ARM64 PCS - Procedure Call Standard

In this article we'll introduce the basic concepts of AAPCS (AArch64 PCS), including program flow, function/subroutine and the Procedure Call Standard.

aapcs32 / aapcs64 | 6 The Base Procedure Call Standard

abbrev of ABI Standards:

SHORTCUT	MEANING
AAPCS	Procedure Call Standard for the Arm Architecture
СРРАВІ	The C++ ABl for Arm Architecture
EHABI	Exception Handling ABl for the Arm Architecture
AAELF	ELF for the Arm Architecture
AADWARF	DWARF for the Arm Architecture
RTABI	Runtime ABI for the Arm Architecture
CLIBABI	The C Library ABI for the Arm Architecture
ВРАВІ	The Base Platform ABI for the Arm Architecture
PSABI	Processor Specific Application Binary Interface

Learn the architecture - A64 Instruction Set Architecture Guide | 27. Procedure Call Standard

The Arm architecture places few restrictions on how general purpose registers are used. To recap, integer registers and floating-point registers are general purpose registers. However, if you want your code to interact with code that is written by someone else, or with code that is produced by a compiler, then you need to agree rules for register usage. For the Arm architecture, these rules are called the Procedure Call Standard, or PCS.

Program flow#

Learn the architecture - A64 Instruction Set Architecture Guide | 22. Program flow & 26. Function calls

Ordinarily, a processor executes instructions in program order. This means that a processor executes instructions in the same order that they are set in memory. One way to change this order is to use branch instructions. Branch instructions change the program flow and are used for loops, decisions and function calls.

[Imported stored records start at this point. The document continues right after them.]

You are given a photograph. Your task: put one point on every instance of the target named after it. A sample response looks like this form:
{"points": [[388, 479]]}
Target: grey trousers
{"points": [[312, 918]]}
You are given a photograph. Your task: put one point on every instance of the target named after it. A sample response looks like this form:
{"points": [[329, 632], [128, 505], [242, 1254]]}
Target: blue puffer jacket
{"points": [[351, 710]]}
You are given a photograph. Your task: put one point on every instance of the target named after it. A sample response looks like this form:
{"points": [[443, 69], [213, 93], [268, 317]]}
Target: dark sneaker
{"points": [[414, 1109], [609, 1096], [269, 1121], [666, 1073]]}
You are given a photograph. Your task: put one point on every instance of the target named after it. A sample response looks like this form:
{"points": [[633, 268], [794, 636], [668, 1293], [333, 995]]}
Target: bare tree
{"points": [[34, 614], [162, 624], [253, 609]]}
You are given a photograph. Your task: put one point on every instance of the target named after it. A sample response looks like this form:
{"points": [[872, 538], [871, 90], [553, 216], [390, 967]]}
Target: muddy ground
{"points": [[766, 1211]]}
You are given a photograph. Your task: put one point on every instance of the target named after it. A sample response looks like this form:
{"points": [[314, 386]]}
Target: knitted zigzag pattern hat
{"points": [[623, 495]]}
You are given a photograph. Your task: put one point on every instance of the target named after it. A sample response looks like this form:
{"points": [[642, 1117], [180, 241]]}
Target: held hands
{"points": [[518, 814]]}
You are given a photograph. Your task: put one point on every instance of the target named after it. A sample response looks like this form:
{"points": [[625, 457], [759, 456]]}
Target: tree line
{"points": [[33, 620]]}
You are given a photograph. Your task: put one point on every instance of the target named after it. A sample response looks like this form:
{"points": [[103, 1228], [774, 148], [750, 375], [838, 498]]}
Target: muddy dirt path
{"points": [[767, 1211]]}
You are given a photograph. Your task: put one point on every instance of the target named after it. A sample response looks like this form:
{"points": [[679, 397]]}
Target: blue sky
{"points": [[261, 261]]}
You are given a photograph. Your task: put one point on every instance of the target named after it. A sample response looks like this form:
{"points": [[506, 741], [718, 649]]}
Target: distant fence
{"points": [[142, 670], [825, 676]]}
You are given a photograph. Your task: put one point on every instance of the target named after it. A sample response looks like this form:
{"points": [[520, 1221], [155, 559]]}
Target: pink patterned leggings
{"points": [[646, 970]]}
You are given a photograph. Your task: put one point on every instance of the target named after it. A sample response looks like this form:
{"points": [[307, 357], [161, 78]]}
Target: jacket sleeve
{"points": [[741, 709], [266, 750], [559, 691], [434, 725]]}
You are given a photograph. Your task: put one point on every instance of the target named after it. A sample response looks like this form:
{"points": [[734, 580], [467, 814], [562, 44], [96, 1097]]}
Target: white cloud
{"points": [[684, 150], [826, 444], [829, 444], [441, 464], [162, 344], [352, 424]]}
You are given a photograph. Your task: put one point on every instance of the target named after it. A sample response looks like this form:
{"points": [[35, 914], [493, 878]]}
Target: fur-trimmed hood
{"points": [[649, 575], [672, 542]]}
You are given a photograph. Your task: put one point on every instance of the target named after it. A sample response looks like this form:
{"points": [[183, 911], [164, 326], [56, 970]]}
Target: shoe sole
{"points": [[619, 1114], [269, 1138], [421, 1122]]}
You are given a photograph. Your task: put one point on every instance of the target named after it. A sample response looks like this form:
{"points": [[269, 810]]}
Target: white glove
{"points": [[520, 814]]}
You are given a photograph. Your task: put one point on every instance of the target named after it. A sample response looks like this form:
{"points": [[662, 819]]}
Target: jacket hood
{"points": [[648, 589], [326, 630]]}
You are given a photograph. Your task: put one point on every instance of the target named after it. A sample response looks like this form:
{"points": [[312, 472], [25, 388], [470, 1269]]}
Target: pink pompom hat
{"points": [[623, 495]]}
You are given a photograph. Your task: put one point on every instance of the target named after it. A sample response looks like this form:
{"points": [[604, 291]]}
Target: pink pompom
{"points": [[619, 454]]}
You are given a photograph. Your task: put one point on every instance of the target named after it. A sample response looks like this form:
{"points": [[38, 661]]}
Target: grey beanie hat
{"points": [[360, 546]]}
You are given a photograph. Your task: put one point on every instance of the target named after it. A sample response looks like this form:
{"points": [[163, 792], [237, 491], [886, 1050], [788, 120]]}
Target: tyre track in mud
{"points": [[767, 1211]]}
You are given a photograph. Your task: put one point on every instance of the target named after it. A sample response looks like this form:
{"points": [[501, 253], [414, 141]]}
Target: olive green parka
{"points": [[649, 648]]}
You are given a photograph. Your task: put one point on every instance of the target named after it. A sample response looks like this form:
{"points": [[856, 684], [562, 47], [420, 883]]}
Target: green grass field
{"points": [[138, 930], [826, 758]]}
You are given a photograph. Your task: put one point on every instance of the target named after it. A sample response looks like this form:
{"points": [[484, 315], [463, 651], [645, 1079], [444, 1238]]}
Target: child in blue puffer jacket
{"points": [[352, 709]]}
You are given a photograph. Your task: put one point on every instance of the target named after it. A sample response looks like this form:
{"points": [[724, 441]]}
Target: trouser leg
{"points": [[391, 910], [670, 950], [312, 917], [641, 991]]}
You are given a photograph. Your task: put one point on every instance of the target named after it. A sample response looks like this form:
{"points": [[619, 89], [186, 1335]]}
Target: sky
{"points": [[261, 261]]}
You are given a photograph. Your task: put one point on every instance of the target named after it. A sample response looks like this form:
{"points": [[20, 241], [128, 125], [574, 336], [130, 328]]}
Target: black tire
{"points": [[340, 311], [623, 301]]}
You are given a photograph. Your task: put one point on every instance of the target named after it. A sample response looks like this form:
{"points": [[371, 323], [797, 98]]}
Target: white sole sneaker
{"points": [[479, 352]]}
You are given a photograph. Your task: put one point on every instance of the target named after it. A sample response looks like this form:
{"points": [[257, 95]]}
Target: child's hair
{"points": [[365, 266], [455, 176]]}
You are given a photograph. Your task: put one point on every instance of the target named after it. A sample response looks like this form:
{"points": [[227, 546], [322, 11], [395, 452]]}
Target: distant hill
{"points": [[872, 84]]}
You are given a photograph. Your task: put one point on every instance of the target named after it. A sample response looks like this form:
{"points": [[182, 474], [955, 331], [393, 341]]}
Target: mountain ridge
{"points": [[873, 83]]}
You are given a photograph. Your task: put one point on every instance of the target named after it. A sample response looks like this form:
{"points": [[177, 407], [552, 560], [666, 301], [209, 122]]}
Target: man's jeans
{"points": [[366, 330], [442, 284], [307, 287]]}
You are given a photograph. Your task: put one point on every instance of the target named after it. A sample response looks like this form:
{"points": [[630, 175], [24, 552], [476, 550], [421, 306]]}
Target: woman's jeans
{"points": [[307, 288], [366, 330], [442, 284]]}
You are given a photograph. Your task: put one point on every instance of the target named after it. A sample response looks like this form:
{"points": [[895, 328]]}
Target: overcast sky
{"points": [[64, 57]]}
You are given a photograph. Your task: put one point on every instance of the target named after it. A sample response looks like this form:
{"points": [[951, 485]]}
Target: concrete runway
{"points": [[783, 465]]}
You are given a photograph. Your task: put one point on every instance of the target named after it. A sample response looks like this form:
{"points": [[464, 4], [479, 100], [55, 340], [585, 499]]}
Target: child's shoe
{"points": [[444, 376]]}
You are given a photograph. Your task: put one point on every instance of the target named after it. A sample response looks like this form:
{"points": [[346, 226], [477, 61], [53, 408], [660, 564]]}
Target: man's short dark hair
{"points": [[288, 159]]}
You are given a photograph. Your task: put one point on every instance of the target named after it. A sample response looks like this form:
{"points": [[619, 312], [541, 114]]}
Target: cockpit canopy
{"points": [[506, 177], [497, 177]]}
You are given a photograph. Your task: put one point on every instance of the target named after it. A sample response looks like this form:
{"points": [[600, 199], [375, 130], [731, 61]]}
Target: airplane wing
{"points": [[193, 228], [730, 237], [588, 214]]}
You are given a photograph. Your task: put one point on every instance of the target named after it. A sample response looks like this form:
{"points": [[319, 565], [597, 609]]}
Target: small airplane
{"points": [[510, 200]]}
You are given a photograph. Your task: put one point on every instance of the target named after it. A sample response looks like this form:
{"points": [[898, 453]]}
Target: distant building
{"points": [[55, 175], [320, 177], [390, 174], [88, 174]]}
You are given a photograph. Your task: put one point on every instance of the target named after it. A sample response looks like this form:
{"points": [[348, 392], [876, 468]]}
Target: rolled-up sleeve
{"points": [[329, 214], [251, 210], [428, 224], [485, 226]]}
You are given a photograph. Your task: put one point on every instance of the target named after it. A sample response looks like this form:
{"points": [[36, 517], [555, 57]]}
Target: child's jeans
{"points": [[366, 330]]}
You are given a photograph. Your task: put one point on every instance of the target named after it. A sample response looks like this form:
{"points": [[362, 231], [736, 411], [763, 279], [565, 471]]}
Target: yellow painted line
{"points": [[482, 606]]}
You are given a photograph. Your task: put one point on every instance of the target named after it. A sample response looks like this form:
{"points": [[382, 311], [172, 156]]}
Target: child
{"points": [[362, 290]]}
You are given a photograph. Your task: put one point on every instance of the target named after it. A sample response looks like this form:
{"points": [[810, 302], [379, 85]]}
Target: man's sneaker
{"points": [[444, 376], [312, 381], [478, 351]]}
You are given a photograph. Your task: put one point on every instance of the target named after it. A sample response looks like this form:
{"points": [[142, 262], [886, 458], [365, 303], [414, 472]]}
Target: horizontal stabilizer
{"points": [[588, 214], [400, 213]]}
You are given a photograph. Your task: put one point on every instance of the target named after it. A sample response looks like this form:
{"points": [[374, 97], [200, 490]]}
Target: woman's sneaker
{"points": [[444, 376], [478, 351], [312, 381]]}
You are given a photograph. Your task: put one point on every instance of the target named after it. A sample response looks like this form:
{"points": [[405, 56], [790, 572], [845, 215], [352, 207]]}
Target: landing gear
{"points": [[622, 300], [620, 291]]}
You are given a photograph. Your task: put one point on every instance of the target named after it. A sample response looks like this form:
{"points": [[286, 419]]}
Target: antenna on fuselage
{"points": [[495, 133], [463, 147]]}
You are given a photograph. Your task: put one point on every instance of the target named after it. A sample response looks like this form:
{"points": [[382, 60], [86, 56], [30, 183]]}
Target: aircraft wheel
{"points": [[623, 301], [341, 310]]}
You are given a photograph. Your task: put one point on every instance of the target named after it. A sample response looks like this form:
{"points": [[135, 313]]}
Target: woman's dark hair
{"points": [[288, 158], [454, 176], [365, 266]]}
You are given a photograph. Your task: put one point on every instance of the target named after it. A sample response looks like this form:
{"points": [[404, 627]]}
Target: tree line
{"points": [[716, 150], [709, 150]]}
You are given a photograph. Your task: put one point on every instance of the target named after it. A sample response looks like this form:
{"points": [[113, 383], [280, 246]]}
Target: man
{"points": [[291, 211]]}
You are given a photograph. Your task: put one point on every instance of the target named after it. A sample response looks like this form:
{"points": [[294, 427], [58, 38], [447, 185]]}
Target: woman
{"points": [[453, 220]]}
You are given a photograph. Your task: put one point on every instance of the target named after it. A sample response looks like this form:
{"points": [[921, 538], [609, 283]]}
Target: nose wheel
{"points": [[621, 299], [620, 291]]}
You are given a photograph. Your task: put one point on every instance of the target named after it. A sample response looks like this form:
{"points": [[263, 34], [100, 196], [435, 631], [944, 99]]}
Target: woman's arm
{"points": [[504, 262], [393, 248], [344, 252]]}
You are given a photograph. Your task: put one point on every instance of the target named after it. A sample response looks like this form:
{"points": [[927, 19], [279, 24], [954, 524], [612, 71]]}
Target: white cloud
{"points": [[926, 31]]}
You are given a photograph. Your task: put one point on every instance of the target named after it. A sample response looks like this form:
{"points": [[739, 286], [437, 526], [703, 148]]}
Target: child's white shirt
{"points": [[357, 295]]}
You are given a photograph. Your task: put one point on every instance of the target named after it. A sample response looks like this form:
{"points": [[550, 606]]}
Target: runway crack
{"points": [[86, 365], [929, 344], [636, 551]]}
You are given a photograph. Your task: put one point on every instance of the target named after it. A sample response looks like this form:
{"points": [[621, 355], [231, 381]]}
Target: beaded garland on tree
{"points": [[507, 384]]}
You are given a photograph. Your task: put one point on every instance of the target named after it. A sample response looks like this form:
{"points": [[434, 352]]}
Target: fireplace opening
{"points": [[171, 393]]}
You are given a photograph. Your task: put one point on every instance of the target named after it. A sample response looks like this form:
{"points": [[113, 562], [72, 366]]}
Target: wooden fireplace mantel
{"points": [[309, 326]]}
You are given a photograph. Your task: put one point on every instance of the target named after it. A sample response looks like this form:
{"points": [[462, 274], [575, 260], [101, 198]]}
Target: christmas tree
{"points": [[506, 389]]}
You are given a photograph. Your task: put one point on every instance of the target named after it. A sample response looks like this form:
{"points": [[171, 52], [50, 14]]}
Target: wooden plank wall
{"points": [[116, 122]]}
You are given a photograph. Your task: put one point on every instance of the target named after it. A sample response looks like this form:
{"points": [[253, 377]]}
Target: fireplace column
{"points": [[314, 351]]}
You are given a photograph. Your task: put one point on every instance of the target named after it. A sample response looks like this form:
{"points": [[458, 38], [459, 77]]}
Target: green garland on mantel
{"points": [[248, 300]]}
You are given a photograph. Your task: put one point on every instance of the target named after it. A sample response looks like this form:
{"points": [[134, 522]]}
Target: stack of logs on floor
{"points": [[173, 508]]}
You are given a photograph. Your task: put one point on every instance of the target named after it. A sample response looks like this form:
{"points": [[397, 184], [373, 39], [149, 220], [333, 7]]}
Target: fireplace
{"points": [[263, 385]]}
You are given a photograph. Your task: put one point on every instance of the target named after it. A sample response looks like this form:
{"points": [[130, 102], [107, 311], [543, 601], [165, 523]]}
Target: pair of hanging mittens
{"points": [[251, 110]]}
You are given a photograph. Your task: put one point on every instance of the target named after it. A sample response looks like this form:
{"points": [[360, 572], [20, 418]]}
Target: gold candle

When calling a function or sub-routine, we need a way to get back to the caller when finished. Adding an L to the B or BR instructions turns them into a branch with link. This means that a return address is written into LR (X30) as part of the branch.

There is a specialist function return instruction, RET. This performs an indirect branch to the address in the link register.

RET

Why do we need a special function return instruction? Functionally, BR LR would do the same job as RET. Using RET tells the processor that this is a function return. Most modern processors, and all Cortex-A processors, support branch prediction. Knowing that this is a function return allows processors to more accurately predict the branch.

Calling subroutines#

ARM 64-Bit Assembly Language | 5 Structured programming - 5.4 Subroutines

A subroutine is a sequence of instructions to perform a specific task, packaged as a single unit. Depending on the particular programming language, a subroutine may be called a procedure, a function, a routine, a method, a subprogram, or some other name. Some languages, such as Pascal, make a distinction between functions and procedures. A function must return a value and must not alter its input arguments or have any other side effects (such as producing output or changing static or global variables). A procedure returns no value, but may alter the value of its arguments or have other side effects.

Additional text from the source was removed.